The main learning curve is choosing good lumber. A straight, solid 2x board makes the sawhorse feel stable and dependable. A twisted or cracked board makes the whole setup feel less trustworthy. After a few uses, most people naturally keep a couple of dedicated crossmembers around: one clean board for assembly or finishing work, and one battle-scarred board for cutting. That simple habit makes the sawhorse more versatile and keeps projects cleaner.
Overall, the Blue Trojan Sawhorse feels like a tool built around common sense. It is not trying to impress you with complicated features. It focuses on strength, simplicity, portability, and replaceable work surfaces. In a world where some tools seem designed by people who have never swept sawdust off a garage floor, that simplicity is refreshing.
Conclusion
The Blue Trojan Sawhorse proves that a great workshop tool does not need to be complicated. Its blue steel legs, gripping-tooth design, folding storage, and standard-lumber compatibility make it a smart choice for anyone who needs flexible support for cutting, sanding, painting, assembling, or general jobsite work. The ability to customize the crossmember length gives it an advantage over many fixed-size sawhorses, while the replaceable wood top makes everyday damage easy to manage.
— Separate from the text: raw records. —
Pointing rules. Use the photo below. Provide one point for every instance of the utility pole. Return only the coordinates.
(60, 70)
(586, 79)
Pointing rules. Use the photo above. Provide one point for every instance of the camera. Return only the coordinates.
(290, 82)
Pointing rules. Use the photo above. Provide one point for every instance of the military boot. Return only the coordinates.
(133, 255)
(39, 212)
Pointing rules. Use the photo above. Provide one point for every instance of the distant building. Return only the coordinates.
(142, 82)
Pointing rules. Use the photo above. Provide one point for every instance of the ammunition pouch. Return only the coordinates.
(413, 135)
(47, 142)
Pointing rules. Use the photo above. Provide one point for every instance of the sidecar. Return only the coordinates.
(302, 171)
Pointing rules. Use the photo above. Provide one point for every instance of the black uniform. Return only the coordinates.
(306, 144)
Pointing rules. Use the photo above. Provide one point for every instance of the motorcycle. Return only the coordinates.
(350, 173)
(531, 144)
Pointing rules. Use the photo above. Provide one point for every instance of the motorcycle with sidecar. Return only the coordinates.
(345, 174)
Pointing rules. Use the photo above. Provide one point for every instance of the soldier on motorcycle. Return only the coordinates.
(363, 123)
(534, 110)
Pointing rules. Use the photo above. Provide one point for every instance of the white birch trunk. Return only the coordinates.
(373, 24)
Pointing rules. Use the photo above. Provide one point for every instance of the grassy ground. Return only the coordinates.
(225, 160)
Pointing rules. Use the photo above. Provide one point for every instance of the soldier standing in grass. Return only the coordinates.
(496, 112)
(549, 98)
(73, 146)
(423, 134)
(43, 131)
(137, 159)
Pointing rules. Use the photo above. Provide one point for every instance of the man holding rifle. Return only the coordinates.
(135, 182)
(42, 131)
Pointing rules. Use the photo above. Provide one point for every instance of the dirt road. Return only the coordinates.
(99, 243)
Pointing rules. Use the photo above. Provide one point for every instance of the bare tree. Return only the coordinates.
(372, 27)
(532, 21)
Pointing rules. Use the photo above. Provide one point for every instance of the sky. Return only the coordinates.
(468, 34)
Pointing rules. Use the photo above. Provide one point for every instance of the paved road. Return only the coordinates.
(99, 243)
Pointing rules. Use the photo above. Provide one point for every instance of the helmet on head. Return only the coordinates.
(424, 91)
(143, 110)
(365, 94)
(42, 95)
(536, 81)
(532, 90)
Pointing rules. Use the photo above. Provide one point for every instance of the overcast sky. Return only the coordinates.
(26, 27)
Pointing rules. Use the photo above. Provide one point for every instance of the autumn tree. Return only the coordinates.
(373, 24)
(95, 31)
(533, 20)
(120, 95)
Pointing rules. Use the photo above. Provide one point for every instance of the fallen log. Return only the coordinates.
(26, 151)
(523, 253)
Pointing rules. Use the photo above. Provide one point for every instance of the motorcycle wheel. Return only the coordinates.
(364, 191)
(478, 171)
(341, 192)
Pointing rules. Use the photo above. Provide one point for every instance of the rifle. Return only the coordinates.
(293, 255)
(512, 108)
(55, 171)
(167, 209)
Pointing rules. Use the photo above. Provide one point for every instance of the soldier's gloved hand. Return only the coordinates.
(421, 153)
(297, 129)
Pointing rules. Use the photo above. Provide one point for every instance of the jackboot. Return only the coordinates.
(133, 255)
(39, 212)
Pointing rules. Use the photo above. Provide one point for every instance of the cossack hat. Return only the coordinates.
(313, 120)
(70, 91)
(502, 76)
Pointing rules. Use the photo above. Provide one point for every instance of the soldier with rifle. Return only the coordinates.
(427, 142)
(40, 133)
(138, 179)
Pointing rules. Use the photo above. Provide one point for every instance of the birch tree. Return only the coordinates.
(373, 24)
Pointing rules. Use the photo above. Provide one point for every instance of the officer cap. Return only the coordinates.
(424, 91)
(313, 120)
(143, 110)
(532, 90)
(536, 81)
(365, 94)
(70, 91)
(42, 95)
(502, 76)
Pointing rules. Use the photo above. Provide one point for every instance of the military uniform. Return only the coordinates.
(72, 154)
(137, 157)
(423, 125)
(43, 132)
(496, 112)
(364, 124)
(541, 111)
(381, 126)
For professionals, it is a compact and durable support system. For DIYers, it is a practical upgrade from wobbly makeshift setups. For anyone who has ever tried to cut a board while balancing it on a trash can, it is a very polite intervention. Choose the right height, use straight lumber, set it up carefully, and the Blue Trojan Sawhorse can become one of the most useful work supports in your shop.